Pihak yang paling merugi atas adanya hukum despotic tentulah rakyat. Oleh karenanya terhadap hukum despotic, rakyat harus melawan. Untuk ini, konstitusi membuka pintu judicial review sebagai mekanisme yang dapat ditempuh. Pertama, judicial review merupakan bagian dari pembacaan ulang atas teks hukum manakala teks hukum tidak menjawab kebutuhan publik, mencederai kepentingan masyarakat, dan menelikung nilai-nilai konstitusi. Kedua, judicial review mengusung spirit perlawanan dan distorsi kepercayaan kepada pembuat undang-undang. Dengan kata lain, judicial review menjadi saluran bagi ungkapan ketidaksetujuan masyarakat terhadap keputusan yang diambil legislator.

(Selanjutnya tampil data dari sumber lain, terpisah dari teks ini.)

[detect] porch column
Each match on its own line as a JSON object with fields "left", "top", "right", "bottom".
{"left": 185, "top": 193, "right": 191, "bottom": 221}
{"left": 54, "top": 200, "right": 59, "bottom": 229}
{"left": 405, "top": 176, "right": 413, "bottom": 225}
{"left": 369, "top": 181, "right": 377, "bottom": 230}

Hedonisme legislator harus diakhiri agar hukum despotic tak terus menerus lahir. Adalah benar, legislator memiliki kuasa besar membuat undang-undang. Akan tetapi, kata John Locke, kekuasaan dibatasi oleh kebaikan umum rakyat. Untuk itulah, jika harus bekerja dengan kecerdasan akalnya, maka legislator tidak boleh bekerja dengan jabatan, kekuasaan, atau kedaulatannya (2009:411). Artinya, selama kekuasaan dan visi kesenangan mendominasi alam pikir legislator, kebaikan umum akan terus dikangkangi. Untuk itu, sebagai pemilik kedaulatan politik sebenarnya, rakyat berhak untuk menolak, melawan, bahkan mencabut mandatnya.